Fascination with Peruvian Indian peoples encountered on mountaineering expeditions led Cameron to spend 8 years going to and from Andean villages back in the 1960's and 70's. He immediately discovered the value of learning to play their music with them as an easy aid to bonding in trust and friendship.
Cameron graduated with BA in Anthropology and Linguistics, University of Colorado, Boulder, with an emphasis on the study of Quechua, the language of the Incas.
Cameron also received a fellowship to attend a two-month intensive immersion program in the Inca language at Cornell University.
Cameron also received a scholarship to work on a Doctoral program in Linguistics at the University of California, Berkeley.

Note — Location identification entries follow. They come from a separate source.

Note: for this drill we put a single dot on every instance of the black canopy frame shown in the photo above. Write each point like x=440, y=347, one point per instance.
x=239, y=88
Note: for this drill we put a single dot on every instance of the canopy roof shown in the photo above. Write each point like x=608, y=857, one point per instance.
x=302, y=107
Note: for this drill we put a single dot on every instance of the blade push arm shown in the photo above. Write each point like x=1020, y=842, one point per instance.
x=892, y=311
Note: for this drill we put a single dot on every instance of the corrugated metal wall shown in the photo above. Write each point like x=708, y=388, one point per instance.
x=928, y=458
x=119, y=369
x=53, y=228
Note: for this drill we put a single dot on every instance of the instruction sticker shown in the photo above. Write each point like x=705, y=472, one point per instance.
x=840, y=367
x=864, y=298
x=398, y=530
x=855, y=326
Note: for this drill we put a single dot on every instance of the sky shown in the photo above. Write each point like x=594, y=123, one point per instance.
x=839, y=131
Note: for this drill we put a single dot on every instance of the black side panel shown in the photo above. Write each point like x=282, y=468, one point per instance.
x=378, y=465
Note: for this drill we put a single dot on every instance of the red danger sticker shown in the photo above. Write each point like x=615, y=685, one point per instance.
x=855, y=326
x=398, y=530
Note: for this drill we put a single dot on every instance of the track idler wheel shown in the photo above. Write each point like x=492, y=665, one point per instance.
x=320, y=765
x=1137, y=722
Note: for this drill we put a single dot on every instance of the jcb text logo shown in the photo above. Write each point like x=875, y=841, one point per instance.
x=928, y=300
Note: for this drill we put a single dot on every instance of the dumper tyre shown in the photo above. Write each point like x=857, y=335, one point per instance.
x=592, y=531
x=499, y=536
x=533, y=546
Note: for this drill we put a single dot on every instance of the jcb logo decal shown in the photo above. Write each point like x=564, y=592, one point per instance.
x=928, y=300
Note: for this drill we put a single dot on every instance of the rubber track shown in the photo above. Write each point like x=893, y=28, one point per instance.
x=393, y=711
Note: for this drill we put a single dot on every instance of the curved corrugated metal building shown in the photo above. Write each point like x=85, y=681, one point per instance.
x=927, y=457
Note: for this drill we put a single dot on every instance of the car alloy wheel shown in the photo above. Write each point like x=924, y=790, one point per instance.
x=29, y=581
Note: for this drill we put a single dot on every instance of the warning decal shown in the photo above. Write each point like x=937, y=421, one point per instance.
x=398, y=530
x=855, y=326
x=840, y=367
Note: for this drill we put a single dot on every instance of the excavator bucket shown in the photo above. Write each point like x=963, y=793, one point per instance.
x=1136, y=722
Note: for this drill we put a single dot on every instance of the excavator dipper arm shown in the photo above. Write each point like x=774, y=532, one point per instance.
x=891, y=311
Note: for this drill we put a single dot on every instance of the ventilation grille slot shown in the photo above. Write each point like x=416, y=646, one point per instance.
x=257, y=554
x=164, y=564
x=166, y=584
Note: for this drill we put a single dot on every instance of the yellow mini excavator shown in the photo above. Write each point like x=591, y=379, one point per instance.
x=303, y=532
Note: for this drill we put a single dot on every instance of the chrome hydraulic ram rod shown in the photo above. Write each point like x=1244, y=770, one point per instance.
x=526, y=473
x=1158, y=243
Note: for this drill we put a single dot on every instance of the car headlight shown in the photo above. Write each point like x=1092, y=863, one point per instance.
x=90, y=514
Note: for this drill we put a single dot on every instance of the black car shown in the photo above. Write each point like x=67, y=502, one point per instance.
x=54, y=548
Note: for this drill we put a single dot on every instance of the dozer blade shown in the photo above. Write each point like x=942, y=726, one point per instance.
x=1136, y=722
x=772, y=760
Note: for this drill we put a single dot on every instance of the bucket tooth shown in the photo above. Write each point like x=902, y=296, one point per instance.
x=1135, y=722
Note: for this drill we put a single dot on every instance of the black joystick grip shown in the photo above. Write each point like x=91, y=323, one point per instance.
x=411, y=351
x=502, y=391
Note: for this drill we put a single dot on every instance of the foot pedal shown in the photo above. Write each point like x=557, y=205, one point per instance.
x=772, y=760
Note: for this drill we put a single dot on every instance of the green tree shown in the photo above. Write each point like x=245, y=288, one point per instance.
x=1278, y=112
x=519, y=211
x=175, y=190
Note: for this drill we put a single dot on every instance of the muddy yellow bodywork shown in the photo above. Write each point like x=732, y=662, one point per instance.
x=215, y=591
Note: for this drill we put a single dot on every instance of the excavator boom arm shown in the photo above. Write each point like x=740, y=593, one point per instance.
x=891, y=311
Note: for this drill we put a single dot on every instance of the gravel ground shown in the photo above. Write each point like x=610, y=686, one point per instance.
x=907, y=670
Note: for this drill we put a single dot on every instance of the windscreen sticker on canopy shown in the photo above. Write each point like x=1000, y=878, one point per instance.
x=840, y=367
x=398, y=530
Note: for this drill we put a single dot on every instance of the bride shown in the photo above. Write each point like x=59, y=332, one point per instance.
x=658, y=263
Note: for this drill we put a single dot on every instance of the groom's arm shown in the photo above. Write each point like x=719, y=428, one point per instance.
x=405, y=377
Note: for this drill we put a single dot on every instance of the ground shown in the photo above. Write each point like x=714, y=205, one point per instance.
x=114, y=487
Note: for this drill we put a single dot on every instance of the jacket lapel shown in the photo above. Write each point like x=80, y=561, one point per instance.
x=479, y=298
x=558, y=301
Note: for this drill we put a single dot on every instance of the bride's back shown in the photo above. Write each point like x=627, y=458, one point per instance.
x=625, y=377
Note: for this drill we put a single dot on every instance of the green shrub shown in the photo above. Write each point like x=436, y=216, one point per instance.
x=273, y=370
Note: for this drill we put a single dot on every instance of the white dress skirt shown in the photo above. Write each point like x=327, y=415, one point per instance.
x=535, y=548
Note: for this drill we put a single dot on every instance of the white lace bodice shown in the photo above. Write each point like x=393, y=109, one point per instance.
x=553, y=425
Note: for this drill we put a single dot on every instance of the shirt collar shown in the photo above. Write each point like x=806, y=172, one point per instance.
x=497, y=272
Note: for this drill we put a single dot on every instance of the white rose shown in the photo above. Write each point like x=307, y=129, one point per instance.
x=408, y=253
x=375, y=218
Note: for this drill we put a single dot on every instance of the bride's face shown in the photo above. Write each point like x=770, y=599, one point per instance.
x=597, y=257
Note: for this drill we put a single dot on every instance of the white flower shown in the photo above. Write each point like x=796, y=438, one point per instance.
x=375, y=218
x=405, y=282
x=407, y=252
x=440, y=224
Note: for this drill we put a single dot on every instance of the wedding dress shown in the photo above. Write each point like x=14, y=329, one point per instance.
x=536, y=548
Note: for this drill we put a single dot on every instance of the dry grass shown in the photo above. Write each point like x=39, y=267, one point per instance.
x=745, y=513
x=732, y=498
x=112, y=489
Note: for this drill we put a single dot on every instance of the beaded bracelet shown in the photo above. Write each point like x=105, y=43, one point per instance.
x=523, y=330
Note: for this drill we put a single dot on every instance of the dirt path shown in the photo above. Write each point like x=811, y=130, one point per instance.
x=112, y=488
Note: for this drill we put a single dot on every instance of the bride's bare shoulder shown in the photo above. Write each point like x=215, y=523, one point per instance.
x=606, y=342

He continued to study the Inca language and began studies of the Tibetan language.
The warmth of his musically-oriented "extended family" in Peru served to draw him away from an academic career toward a performing musical career. It was there in Peru that he began to realize the value of being a musician as well as a linguist.
In 1973 Cameron lived in Greece with the Papanastassiou family and studied Greek language and Greek music.
Returning to Boulder, Colorado, Cameron performed Greek music and began the study of Arabic music with various local bands: "The Silk Route," "The Boulder Bouzouki Band," "Solspice," and "Sherefe."